Mülga Devlet Personel Başkanlığı’nın çeşitli görüşlerinde, devlet memurunun bakmakla yükümlü olduğu ya da bakmakla yükümlü olmasa bile eşi, çocukları, anne ve babasının hastalanmaları halinde sağlık kuruluşlarındaki muayene ve tetkikleri süresince gerçekleştireceği refakatinde gerekli kolaylığın sağlanması, bu sürelerin yıllık ya da mazeret izin sürelerinden düşülmemesi gerektiği ifade edilmiştir. Ancak herhangi bir tedavi süresince ya da cerrahi işlem sonrasında hastanede yatışı olan memurun yakını için nasıl bir kolaylık sağlanacağı hususu aydınlatılamamıştır.
Sağlık yatırımlarındaki artış bireylerin sağlık hizmetlerinden faydalanma oranını yükseltmiş, buna karşın salgın, afet, kronik hastalık hali ve diğer sebepler sağlık kuruluşlarındaki yatarak tedavi sayısında da artışa neden olmuştur.

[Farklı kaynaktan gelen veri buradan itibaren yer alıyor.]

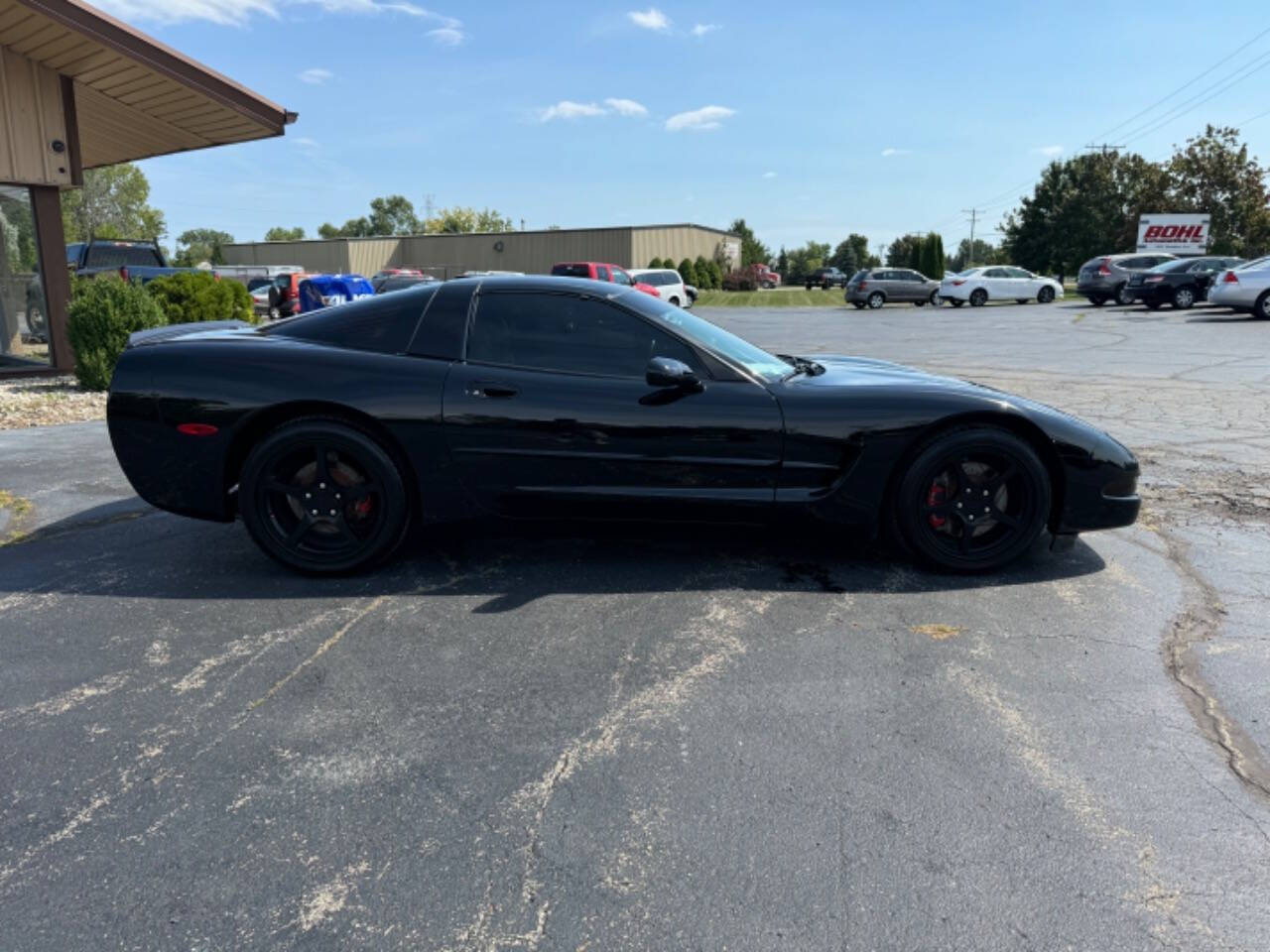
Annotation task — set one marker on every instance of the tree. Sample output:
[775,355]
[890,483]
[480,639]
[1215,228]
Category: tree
[843,257]
[901,252]
[198,245]
[752,250]
[1214,175]
[463,221]
[280,234]
[113,203]
[394,214]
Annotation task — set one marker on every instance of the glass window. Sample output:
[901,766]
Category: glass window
[23,316]
[568,334]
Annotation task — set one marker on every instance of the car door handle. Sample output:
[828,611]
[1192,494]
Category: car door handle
[492,389]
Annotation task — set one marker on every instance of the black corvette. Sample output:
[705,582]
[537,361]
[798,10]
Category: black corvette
[334,431]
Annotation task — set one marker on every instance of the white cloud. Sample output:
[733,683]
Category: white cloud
[652,18]
[626,107]
[707,117]
[568,109]
[236,13]
[447,36]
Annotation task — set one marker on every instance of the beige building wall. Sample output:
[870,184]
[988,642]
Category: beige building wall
[529,252]
[31,118]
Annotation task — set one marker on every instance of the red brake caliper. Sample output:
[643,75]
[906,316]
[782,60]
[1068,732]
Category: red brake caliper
[935,497]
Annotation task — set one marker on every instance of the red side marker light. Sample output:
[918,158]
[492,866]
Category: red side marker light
[195,429]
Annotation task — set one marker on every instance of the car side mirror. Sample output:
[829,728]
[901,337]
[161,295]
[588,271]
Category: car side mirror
[668,372]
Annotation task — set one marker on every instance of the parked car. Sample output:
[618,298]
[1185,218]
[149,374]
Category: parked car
[1180,284]
[875,287]
[826,278]
[998,284]
[548,400]
[601,271]
[285,295]
[318,291]
[1106,278]
[1245,289]
[668,284]
[385,284]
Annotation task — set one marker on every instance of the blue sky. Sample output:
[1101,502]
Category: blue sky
[810,121]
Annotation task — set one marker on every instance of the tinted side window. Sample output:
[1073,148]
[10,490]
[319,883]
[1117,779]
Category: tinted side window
[567,334]
[380,324]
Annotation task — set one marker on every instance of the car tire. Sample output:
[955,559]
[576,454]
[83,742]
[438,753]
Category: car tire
[36,322]
[1261,308]
[987,468]
[334,467]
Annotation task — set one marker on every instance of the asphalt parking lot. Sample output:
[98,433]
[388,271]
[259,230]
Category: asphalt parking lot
[564,739]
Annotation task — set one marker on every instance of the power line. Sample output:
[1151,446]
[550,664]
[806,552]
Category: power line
[1185,85]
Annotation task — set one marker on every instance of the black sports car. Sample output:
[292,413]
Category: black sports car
[334,431]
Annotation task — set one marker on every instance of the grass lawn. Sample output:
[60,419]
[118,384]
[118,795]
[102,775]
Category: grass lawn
[776,298]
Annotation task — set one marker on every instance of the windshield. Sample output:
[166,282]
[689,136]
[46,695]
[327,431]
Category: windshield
[710,336]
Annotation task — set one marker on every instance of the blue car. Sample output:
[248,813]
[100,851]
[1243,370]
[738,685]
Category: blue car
[320,291]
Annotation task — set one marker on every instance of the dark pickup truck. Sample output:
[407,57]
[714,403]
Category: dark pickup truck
[131,261]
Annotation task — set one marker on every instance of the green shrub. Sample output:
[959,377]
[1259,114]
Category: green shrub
[103,312]
[701,268]
[190,298]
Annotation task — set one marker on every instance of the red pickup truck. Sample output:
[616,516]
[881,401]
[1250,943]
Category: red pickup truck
[601,271]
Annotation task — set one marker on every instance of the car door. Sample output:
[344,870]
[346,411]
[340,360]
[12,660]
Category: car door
[550,414]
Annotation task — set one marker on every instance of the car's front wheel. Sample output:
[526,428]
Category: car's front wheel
[973,499]
[324,498]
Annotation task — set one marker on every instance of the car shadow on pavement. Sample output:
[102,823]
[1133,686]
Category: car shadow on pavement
[130,549]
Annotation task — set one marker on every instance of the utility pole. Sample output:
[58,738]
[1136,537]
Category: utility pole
[974,218]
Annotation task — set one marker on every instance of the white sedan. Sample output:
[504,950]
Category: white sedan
[1246,289]
[997,284]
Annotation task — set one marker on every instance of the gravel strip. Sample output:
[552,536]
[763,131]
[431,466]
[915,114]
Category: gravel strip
[44,402]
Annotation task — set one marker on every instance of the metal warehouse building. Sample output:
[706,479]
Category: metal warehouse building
[530,252]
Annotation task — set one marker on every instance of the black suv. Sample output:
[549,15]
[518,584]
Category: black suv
[826,278]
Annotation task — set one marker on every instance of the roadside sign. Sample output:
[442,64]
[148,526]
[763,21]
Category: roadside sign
[1180,234]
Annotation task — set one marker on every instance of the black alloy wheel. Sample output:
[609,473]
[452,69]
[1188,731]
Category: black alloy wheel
[973,499]
[1261,308]
[322,498]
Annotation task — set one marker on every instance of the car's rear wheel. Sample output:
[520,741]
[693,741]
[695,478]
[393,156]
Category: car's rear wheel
[1261,308]
[322,498]
[973,499]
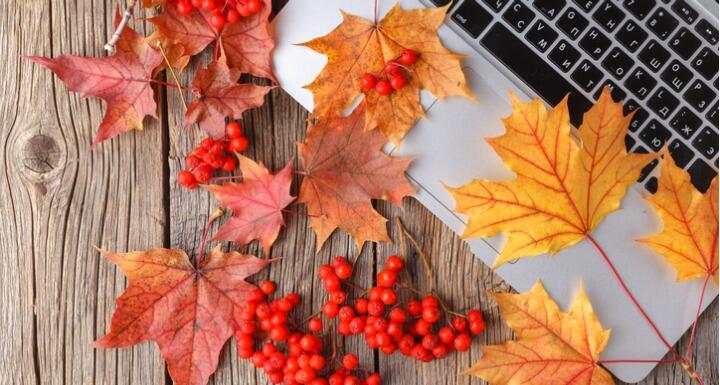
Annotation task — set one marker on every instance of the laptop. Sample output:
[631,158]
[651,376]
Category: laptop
[659,57]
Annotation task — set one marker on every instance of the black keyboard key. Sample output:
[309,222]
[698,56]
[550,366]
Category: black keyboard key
[662,23]
[699,96]
[549,8]
[472,17]
[685,11]
[640,83]
[654,55]
[564,55]
[587,76]
[707,31]
[609,16]
[701,174]
[681,153]
[654,135]
[663,102]
[676,75]
[639,8]
[685,123]
[706,63]
[541,35]
[631,35]
[595,43]
[534,70]
[684,43]
[518,16]
[617,63]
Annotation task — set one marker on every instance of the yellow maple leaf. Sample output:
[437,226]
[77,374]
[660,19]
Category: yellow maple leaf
[564,187]
[552,347]
[689,239]
[358,46]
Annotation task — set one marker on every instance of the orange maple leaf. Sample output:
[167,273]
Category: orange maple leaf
[689,239]
[344,169]
[357,46]
[563,189]
[552,347]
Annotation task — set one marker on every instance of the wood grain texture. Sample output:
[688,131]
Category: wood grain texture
[58,201]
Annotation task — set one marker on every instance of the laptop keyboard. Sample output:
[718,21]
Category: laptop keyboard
[659,57]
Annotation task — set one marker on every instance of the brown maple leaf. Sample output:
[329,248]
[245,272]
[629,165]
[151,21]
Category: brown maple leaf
[121,80]
[220,96]
[357,46]
[257,204]
[246,43]
[344,169]
[190,312]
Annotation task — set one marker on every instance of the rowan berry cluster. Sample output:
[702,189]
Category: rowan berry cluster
[213,155]
[221,11]
[393,75]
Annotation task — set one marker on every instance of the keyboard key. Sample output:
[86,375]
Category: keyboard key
[707,143]
[676,75]
[685,123]
[587,76]
[685,11]
[662,23]
[654,135]
[639,8]
[617,63]
[572,23]
[518,16]
[549,8]
[699,96]
[534,70]
[640,83]
[472,17]
[701,174]
[654,55]
[595,43]
[681,153]
[707,31]
[564,55]
[609,16]
[684,43]
[706,63]
[631,35]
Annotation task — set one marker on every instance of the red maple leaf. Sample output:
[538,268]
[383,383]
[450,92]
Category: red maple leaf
[122,80]
[246,43]
[219,96]
[257,204]
[190,312]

Tedavi hizmetleri her ne kadar sağlık görevlileri eliyle yerine getirilmekte ise de hastaların sosyal ve psikolojik ihtiyaçlarının karşılanması için gerekli olan refakatçi ihtiyacını ortadan kaldırmamıştır. Refakat izni düzenlemesinin bu türden durumları kapsamaması hasta ve kendilerine refakat edecek kamu görevleri adına çeşitli mağduriyetlere neden olmaktadır.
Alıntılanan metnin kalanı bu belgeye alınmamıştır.